The financial industry needs to shape up its web-based and mobile experiences, and paying attention to how fitness trackers engage users can help, according to new research.

Apps from Strides and Nike+ Running as well as SuperBetter and Recyclebank could give fintech innovators insights into best practices for their own digital products, according to a study from Corporate Insight.

“When it comes to the digital experience, financial institutions recognize they are not just competing with each other anymore. They are also competing with the expectations set by big technology companies like Amazon, Apple, Facebook and Google” says James McGovern, vice president of consulting services at Corporate Insight.

The study looked at digital innovators — both financial and non-financial firms — across a variety of topics, from gamification to security to augmented reality.

Many firms are still in survival mode following the financial crisis and therefore curbing their investment in their digital products, the study’s authors say. “This has created an opportunity for nimble fintech startups to challenge industry conventions around digital experience, product design and pricing.”

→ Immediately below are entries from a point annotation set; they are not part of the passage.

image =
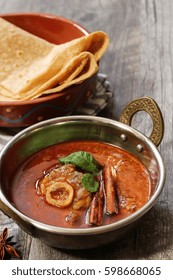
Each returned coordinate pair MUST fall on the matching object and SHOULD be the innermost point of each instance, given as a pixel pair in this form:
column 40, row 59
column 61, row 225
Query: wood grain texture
column 139, row 62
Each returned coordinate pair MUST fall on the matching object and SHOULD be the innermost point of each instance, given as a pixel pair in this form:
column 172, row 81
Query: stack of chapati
column 31, row 67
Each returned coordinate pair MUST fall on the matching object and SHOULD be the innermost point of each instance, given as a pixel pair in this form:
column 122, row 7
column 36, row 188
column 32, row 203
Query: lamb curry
column 80, row 184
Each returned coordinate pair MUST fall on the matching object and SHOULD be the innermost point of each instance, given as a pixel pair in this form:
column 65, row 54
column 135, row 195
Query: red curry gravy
column 132, row 183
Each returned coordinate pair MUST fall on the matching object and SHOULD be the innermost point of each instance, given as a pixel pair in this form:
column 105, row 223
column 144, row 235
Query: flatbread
column 31, row 66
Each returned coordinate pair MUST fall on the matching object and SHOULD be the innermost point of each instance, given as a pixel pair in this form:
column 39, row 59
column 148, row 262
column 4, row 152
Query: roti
column 31, row 67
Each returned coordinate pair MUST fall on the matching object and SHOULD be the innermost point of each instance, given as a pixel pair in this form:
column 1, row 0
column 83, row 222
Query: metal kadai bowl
column 58, row 130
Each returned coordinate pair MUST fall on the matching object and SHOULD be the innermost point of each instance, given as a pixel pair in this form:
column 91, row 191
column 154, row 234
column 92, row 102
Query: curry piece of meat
column 67, row 174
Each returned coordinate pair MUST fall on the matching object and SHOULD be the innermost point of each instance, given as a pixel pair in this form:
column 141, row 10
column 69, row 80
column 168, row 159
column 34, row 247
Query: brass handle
column 148, row 105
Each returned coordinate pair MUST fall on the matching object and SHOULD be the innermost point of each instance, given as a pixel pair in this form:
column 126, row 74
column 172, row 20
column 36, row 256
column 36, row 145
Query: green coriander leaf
column 83, row 160
column 89, row 182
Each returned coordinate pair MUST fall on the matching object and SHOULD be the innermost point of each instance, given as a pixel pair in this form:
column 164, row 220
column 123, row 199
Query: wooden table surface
column 139, row 62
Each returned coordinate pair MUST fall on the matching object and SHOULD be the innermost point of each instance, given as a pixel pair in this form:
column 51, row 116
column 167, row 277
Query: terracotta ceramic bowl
column 55, row 30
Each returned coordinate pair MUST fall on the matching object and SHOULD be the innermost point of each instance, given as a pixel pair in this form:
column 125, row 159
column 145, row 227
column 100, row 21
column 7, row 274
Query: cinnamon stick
column 97, row 206
column 93, row 211
column 110, row 192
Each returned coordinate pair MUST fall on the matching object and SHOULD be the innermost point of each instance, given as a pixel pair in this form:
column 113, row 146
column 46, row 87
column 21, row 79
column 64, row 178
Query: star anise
column 6, row 245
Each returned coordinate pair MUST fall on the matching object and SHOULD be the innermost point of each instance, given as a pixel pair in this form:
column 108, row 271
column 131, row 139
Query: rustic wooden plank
column 139, row 62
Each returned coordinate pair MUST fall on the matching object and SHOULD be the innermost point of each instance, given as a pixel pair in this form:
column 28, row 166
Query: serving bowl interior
column 57, row 30
column 59, row 130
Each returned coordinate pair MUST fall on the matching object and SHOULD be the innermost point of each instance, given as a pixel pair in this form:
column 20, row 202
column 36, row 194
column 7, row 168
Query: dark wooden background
column 139, row 62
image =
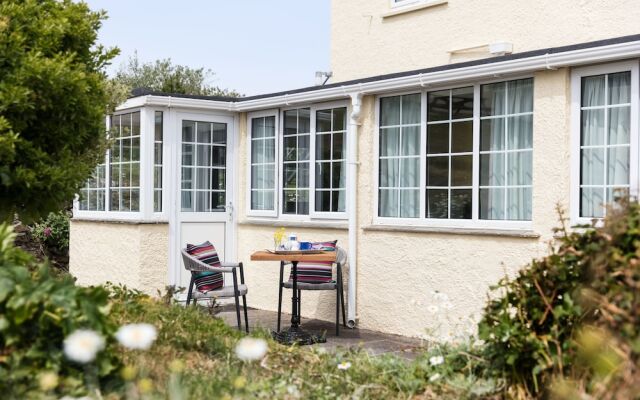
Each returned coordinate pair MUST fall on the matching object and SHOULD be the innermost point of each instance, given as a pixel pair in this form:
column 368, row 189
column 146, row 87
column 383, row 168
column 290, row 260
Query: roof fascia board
column 577, row 57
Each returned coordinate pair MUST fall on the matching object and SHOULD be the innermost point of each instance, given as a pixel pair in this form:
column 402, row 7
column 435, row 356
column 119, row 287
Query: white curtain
column 510, row 132
column 400, row 172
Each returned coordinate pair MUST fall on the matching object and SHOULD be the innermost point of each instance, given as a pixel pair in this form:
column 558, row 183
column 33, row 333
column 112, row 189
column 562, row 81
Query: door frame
column 174, row 213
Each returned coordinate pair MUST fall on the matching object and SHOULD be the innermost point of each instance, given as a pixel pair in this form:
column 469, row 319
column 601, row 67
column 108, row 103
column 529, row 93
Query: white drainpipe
column 352, row 204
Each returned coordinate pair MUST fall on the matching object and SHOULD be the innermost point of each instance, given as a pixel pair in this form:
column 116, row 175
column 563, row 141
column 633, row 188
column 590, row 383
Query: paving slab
column 376, row 343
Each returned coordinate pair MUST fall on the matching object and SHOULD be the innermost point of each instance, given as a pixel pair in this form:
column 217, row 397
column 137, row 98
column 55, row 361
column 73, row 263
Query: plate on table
column 289, row 252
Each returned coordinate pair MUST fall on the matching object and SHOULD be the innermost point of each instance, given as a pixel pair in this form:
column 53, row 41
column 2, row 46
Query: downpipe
column 352, row 203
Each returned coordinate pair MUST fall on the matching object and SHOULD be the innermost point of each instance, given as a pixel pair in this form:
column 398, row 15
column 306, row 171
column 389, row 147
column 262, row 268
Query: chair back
column 191, row 263
column 341, row 256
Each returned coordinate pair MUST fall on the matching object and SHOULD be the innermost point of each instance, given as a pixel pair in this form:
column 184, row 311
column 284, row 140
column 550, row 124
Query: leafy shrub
column 53, row 232
column 573, row 316
column 37, row 312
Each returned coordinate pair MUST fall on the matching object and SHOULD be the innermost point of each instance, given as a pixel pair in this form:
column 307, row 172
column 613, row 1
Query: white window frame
column 475, row 222
column 313, row 214
column 276, row 203
column 145, row 211
column 279, row 200
column 576, row 104
column 395, row 4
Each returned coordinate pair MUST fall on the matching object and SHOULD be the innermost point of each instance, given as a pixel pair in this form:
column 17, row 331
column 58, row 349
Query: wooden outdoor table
column 295, row 334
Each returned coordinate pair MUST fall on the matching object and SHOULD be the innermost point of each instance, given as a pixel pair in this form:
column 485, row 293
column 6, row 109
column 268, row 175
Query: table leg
column 295, row 334
column 295, row 321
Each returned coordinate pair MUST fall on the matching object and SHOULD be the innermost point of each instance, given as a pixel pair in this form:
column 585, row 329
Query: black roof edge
column 484, row 61
column 138, row 92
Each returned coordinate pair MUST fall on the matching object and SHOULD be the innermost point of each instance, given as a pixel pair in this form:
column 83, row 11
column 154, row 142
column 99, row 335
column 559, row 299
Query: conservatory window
column 157, row 161
column 295, row 163
column 263, row 163
column 204, row 149
column 92, row 195
column 330, row 160
column 124, row 163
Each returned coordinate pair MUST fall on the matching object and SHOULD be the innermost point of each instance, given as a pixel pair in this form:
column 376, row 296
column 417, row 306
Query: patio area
column 375, row 343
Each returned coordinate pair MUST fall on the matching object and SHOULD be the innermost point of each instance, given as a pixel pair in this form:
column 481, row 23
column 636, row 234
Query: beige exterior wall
column 135, row 255
column 397, row 271
column 365, row 44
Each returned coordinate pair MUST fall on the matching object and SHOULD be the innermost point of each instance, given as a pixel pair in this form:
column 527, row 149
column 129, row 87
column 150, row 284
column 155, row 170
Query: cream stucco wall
column 397, row 271
column 135, row 255
column 365, row 44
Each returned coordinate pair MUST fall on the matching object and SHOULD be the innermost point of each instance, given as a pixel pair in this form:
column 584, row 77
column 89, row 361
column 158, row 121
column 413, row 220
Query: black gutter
column 447, row 67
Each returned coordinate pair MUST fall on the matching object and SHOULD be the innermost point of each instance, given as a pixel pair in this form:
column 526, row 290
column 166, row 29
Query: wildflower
column 137, row 336
column 145, row 385
column 240, row 382
column 250, row 349
column 176, row 366
column 436, row 360
column 128, row 373
column 83, row 345
column 345, row 365
column 293, row 391
column 48, row 381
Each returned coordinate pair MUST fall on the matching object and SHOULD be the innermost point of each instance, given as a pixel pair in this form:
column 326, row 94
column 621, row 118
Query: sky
column 253, row 46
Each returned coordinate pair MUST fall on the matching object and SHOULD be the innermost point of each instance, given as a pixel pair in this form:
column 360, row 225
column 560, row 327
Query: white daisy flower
column 83, row 345
column 436, row 360
column 137, row 336
column 345, row 365
column 251, row 349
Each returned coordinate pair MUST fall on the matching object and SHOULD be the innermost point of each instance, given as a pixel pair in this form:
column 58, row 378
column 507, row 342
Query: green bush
column 573, row 316
column 53, row 232
column 37, row 312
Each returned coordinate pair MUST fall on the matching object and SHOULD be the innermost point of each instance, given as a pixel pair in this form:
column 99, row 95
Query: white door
column 205, row 188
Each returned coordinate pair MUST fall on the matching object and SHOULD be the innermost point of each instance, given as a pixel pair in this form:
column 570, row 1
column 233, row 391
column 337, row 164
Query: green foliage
column 574, row 314
column 164, row 76
column 52, row 103
column 37, row 311
column 53, row 232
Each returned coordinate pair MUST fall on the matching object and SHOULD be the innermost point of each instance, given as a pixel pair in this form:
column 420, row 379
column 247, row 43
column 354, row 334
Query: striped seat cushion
column 206, row 280
column 316, row 272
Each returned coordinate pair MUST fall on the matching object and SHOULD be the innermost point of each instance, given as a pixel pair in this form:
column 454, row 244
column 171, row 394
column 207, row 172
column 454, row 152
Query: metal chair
column 194, row 265
column 337, row 285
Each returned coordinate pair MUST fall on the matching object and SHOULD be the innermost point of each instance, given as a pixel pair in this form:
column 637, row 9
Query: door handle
column 229, row 209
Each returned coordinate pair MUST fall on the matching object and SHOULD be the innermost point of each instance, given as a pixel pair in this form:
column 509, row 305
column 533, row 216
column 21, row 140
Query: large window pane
column 605, row 141
column 399, row 164
column 451, row 138
column 295, row 172
column 506, row 150
column 203, row 187
column 263, row 142
column 158, row 139
column 124, row 187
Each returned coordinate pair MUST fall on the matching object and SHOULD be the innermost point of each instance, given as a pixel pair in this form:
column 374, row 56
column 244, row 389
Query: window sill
column 118, row 221
column 277, row 223
column 517, row 233
column 407, row 9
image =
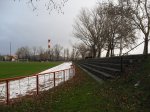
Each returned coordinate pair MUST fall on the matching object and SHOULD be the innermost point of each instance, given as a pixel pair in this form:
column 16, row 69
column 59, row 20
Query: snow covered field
column 28, row 85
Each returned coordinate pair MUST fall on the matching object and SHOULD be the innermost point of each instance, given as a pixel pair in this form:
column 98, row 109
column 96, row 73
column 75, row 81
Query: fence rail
column 14, row 88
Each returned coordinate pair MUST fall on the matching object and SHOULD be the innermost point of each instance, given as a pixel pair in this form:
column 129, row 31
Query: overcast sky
column 22, row 26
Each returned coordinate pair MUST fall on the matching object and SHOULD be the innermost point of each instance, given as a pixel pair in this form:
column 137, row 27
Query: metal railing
column 14, row 88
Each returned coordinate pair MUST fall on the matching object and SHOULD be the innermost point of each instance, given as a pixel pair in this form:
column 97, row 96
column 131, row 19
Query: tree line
column 112, row 26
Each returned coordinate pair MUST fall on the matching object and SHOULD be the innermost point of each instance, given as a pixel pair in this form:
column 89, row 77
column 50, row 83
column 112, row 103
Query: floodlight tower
column 49, row 46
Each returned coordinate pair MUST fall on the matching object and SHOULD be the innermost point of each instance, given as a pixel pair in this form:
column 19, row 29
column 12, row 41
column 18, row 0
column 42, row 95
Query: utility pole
column 49, row 48
column 10, row 48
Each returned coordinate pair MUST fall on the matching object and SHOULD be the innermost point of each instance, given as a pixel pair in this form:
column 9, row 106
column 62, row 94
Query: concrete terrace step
column 98, row 73
column 109, row 70
column 111, row 65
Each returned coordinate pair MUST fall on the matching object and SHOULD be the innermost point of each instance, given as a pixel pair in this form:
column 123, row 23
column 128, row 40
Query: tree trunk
column 145, row 52
column 99, row 52
column 108, row 52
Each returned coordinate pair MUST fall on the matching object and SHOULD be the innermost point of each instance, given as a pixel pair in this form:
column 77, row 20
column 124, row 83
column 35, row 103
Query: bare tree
column 139, row 14
column 87, row 29
column 82, row 49
column 57, row 51
column 50, row 5
column 67, row 53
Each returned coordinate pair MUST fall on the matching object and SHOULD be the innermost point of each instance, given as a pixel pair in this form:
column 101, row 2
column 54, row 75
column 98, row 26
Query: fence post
column 37, row 84
column 64, row 75
column 54, row 79
column 7, row 91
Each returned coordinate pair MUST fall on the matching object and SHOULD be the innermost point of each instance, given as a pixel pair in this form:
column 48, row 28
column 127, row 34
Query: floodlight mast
column 10, row 48
column 49, row 46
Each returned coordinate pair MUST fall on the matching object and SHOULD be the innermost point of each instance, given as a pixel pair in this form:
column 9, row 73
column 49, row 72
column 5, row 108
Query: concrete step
column 111, row 65
column 109, row 70
column 98, row 73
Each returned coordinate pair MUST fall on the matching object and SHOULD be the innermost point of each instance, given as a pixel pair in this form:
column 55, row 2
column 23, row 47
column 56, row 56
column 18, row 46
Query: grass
column 84, row 94
column 14, row 69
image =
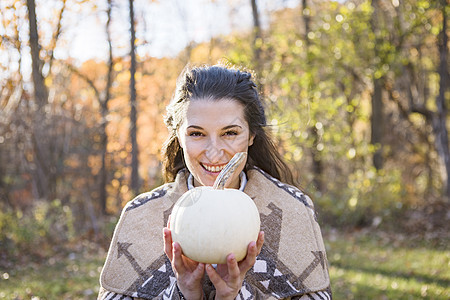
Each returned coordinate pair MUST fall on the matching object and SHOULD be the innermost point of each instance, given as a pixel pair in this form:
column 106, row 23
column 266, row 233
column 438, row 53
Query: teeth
column 214, row 169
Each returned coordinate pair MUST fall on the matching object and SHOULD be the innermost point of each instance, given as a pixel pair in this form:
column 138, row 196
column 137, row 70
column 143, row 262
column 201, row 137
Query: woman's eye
column 231, row 132
column 195, row 133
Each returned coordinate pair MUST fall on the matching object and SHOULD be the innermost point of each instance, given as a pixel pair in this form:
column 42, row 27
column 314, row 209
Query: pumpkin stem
column 229, row 170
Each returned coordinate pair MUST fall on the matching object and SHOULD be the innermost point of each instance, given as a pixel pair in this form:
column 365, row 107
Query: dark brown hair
column 216, row 83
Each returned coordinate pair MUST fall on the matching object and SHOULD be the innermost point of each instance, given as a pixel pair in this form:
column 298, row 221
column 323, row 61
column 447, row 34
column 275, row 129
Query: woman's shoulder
column 260, row 177
column 170, row 189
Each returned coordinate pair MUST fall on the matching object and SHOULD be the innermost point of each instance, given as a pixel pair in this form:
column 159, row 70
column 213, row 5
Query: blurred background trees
column 356, row 94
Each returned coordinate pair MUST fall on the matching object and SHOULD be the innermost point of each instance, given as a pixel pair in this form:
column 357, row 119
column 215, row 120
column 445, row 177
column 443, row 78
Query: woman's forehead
column 223, row 111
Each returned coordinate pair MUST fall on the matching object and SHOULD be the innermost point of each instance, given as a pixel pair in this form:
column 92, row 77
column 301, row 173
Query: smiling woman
column 215, row 113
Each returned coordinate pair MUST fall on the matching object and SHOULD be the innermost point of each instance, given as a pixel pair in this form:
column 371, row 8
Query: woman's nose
column 214, row 151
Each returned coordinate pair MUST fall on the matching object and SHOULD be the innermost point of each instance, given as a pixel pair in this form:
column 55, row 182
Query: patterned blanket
column 292, row 261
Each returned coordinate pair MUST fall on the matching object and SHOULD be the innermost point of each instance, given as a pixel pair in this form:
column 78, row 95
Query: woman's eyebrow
column 231, row 126
column 195, row 127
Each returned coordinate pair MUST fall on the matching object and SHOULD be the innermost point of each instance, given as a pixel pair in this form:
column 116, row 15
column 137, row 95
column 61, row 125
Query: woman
column 215, row 113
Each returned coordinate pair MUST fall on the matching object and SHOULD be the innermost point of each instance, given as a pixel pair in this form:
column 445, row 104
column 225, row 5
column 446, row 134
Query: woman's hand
column 189, row 273
column 228, row 278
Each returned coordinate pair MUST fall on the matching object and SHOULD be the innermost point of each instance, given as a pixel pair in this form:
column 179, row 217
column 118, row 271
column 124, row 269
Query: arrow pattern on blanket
column 269, row 274
column 122, row 249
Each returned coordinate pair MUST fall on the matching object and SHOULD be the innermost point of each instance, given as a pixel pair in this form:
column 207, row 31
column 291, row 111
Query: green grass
column 73, row 277
column 362, row 266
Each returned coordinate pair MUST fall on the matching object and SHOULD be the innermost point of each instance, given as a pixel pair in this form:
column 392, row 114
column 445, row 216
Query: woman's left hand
column 228, row 278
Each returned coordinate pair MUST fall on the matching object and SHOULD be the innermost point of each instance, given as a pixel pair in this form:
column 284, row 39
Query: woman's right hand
column 189, row 273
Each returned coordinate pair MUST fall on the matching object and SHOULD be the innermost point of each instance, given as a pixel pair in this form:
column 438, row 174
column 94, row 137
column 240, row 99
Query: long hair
column 217, row 83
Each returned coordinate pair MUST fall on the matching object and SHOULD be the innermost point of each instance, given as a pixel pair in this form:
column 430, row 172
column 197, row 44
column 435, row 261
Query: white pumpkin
column 211, row 223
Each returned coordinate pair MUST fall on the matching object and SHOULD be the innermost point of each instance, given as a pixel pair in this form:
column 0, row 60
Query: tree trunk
column 257, row 43
column 316, row 157
column 376, row 119
column 40, row 90
column 439, row 122
column 41, row 156
column 104, row 112
column 376, row 123
column 133, row 115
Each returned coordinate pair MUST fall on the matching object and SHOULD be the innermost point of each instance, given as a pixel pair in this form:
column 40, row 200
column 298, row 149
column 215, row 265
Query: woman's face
column 212, row 132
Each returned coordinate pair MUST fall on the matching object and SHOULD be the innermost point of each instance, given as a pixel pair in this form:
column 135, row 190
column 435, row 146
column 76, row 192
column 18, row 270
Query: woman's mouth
column 213, row 169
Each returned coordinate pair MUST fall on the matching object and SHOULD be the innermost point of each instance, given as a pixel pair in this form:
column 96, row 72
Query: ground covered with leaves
column 364, row 264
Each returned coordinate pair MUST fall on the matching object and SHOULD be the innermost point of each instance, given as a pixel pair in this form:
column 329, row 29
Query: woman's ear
column 250, row 140
column 177, row 136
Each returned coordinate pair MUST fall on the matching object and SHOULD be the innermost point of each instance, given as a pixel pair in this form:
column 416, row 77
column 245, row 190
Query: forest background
column 356, row 94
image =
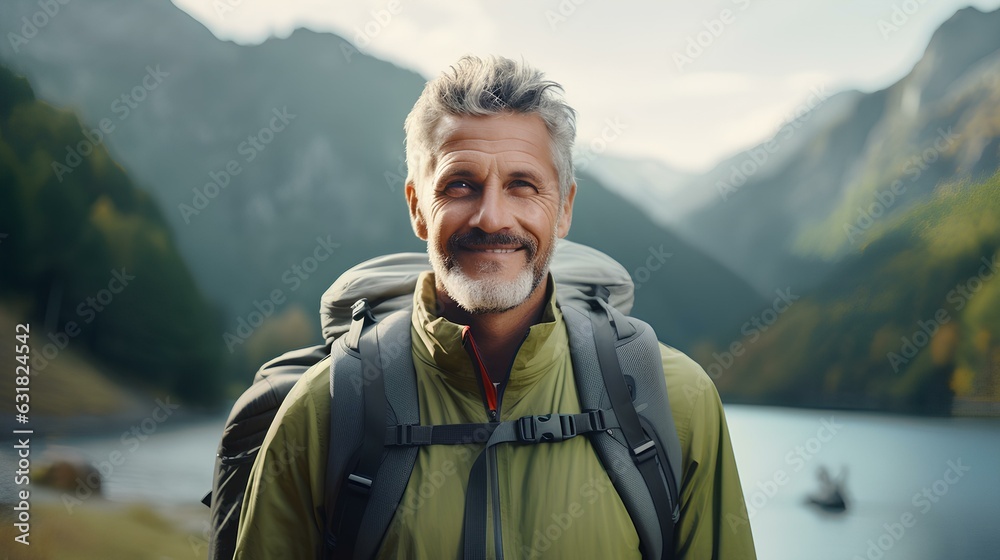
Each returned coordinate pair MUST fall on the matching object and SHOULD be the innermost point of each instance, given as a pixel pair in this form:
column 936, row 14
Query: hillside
column 90, row 261
column 906, row 325
column 332, row 176
column 782, row 212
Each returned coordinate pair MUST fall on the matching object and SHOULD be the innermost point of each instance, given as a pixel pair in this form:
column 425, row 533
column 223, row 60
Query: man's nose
column 494, row 212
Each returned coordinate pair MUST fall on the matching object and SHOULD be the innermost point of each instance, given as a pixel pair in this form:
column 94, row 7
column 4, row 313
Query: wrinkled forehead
column 513, row 138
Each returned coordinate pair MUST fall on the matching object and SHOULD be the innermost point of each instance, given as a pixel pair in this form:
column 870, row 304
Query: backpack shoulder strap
column 616, row 360
column 372, row 385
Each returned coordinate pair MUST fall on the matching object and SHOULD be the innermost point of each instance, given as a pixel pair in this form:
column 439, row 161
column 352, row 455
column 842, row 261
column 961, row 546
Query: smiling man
column 490, row 188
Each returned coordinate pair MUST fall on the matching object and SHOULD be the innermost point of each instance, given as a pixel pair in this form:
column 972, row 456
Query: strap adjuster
column 645, row 451
column 359, row 483
column 597, row 420
column 404, row 434
column 550, row 427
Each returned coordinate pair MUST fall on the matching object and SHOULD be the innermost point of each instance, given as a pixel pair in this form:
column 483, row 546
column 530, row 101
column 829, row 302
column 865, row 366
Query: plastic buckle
column 550, row 427
column 359, row 483
column 360, row 309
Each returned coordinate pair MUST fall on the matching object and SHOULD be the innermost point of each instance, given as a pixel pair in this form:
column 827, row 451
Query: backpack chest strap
column 546, row 428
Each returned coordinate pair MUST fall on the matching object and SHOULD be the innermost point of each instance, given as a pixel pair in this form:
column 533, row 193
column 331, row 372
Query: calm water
column 890, row 461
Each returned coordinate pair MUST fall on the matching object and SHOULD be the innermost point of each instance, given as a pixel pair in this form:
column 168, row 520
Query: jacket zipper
column 493, row 393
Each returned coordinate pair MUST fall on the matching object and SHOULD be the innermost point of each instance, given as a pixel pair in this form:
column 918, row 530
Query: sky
column 686, row 83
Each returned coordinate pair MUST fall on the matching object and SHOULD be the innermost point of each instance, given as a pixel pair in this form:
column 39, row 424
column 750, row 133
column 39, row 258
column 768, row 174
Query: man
column 490, row 188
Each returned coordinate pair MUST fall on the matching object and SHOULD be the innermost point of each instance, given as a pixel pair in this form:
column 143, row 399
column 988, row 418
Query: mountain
column 907, row 324
column 264, row 156
column 785, row 211
column 651, row 185
column 685, row 295
column 89, row 261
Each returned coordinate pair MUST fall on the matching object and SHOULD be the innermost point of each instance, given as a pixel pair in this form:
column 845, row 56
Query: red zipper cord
column 488, row 387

Gamification was shown to improve client engagement and loyalty, the study said, noting Domino’s Pizza increased sales using its “Pizza Hero” app feature, while HP grew revenue by $1 billion following the release of its “Project Everest” game. Still, 80% of gamified enterprise apps fail, largely due to poor design, the study noted.

McGovern says goal-planning and security were two areas where wealth management firms needed to innovate most. “Goal planning is often the foundation of the wealth management client experience. Yet at most brokerage firms, online goal planning tools are superficial and take a one-size-fits-all approach to users."

Fitness apps from Nike+ Running and Jawbone’s Up offered excellent models for products that work with clients to set goals, then “deliver a steady stream of personalized positive reinforcement.”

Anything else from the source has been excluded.